The bank is widely expected to cut borrowing costs again at its next meeting in November, especially as it will have details of the government budget on October 30.

The new Labor government has said it needs to plug a 22 billion pound ($29 billion) hole in public finances and has signaled it may have to raise taxes and cut spending, which would likely weigh on short-term prospects term for the economy. British economy and put downward pressure on inflation.

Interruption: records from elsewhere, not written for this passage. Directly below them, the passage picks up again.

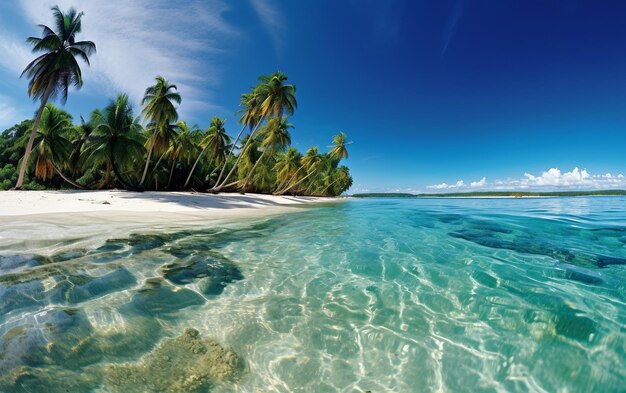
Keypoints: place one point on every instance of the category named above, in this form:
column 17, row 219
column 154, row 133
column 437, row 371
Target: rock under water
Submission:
column 187, row 363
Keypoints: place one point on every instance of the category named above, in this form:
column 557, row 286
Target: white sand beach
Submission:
column 150, row 204
column 49, row 221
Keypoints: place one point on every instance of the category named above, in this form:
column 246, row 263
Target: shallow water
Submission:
column 382, row 295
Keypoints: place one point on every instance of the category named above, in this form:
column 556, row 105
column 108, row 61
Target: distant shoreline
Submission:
column 495, row 194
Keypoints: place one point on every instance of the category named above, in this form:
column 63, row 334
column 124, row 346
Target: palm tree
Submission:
column 183, row 147
column 51, row 148
column 249, row 118
column 339, row 150
column 270, row 98
column 116, row 139
column 216, row 142
column 82, row 131
column 286, row 167
column 341, row 177
column 52, row 73
column 274, row 137
column 159, row 109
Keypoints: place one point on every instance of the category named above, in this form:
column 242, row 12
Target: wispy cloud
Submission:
column 9, row 113
column 553, row 178
column 141, row 39
column 272, row 19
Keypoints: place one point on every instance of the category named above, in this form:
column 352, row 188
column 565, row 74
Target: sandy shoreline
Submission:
column 149, row 204
column 47, row 222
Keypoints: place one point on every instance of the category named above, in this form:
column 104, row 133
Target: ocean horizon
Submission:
column 372, row 295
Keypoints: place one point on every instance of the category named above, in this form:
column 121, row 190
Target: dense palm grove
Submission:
column 153, row 149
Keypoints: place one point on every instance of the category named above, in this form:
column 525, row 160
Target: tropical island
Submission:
column 142, row 253
column 115, row 147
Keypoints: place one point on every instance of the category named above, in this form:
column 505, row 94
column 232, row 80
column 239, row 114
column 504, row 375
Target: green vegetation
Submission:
column 517, row 194
column 112, row 149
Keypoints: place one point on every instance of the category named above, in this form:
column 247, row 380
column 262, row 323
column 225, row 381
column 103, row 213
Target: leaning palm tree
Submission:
column 274, row 137
column 216, row 142
column 159, row 109
column 116, row 139
column 51, row 149
column 82, row 131
column 312, row 163
column 286, row 167
column 272, row 98
column 339, row 150
column 52, row 73
column 341, row 179
column 249, row 119
column 183, row 147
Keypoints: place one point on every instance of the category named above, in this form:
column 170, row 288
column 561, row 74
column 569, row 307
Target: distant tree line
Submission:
column 155, row 150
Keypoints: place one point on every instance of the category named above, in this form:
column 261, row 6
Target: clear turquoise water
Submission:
column 476, row 295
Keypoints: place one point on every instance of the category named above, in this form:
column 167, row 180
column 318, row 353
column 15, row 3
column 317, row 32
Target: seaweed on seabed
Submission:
column 187, row 363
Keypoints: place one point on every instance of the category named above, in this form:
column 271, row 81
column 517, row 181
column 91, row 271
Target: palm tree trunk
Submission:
column 66, row 179
column 289, row 182
column 117, row 172
column 33, row 133
column 245, row 182
column 169, row 181
column 328, row 186
column 145, row 169
column 193, row 168
column 230, row 153
column 107, row 175
column 217, row 187
column 300, row 181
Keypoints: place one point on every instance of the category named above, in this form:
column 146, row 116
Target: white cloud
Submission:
column 272, row 19
column 553, row 178
column 458, row 185
column 138, row 40
column 576, row 178
column 9, row 114
column 481, row 183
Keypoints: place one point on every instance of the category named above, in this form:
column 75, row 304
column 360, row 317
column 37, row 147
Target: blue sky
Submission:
column 436, row 95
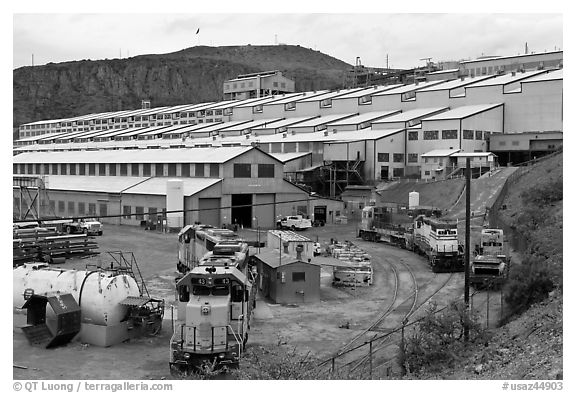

September’s lower inflation rate is a boon for Treasury chief Rachel Reeves as she prepares for her first budget, as many of the government’s annual benefits are linked to September’s inflation rate. The prospect of lower interest rates in the coming months is also welcome, as this will reduce the government’s debt-related interest payments and potentially give it more room to maneuver.

However, it is bad timing for many of Britain’s most vulnerable households as benefits are based on inflation measured in September. If they were linked to the October figure, when inflation is widely expected to rise due to a rise in domestic energy bills, they would have received more.

“This temporary decline is ill-timed for millions of low- to middle-income families, as it will result in lower benefit increases next year,” said Lalitha Try, an economist at the Resolution Foundation.